Lai Chau is an area with many victims of cross-border human trafficking. The victims of human trafficking are mainly people in remote and isolated areas. Most of them live in difficult circumstances, lack knowledge and life skills, and believe in the promise of stable jobs and high incomes when someone reaches out to them.
Thanks to the Em Vui platform, adolescents are informed on the risks of human trafficking and equiped with necessary knowledge and skills for prevention and rescue.
Human traffickers use common tricks such as taking advantage of social networks to make friends with potential victims, get acquainted, pretend to be in love, or act as brokers for illegal foreign marriages. With these tricks, they sell many young girls to restaurants, karaoke bars or into prostitution and forced labour organisations.

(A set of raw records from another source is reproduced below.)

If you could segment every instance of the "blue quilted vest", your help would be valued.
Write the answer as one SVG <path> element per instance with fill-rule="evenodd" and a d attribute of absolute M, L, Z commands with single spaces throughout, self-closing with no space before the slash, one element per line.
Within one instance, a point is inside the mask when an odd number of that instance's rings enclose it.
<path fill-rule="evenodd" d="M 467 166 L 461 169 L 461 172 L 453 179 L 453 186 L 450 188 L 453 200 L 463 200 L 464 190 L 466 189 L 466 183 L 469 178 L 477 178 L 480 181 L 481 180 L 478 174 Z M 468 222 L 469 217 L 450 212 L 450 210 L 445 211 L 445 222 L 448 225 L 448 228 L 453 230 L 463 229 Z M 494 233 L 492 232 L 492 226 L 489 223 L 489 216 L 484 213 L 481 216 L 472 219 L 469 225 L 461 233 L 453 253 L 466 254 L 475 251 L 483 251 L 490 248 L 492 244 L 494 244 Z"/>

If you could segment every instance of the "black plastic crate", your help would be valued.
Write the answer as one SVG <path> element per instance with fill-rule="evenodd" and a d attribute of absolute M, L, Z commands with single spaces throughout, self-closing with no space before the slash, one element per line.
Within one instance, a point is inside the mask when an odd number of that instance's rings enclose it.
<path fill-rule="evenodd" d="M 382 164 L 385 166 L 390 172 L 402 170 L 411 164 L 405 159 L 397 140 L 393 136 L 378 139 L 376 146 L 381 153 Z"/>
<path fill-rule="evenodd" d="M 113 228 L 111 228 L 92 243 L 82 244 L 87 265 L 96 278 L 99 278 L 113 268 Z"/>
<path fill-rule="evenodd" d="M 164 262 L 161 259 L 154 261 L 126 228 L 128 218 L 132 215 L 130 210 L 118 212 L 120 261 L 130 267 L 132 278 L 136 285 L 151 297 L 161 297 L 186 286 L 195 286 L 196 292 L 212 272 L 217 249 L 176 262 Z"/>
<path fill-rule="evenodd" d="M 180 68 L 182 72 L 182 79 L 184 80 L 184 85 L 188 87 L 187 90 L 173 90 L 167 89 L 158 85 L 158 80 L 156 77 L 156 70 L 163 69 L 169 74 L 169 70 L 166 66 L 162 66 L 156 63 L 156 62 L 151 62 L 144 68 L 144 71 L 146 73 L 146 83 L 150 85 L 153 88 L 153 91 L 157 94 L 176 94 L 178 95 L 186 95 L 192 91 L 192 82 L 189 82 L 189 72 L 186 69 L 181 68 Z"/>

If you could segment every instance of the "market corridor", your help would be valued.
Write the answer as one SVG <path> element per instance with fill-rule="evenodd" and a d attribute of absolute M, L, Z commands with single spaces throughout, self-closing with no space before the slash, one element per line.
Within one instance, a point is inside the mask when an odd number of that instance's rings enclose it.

Human traffickers are getting more sophisticated – using high tech methods such as mobile phones and social media accounts to target young girls in remote mountainous areas, mostly teen girls between 15-16 years old who are not well-educated, have limited social awareness and live in precarious circumstances. Most households in Lai Chau province own mobile phones. Criminals take advantage of this to approach girls online instead of showing up at the commune and talking to the potential victims.
Trafficked many times
T. is a young girl who lives in Lai Chau province, one of the areas of intervention where the project was implemented. She left her family in September 2022 to find a job in Hanoi. Her family was very worried, they did not know where she was and could not contact her. Due to the poor situation of her family, T. was surfing on Facebook to seek a job to support her family. She met a stranger online who offered her a dishwashing job in a restaurant in Hanoi with a good salary.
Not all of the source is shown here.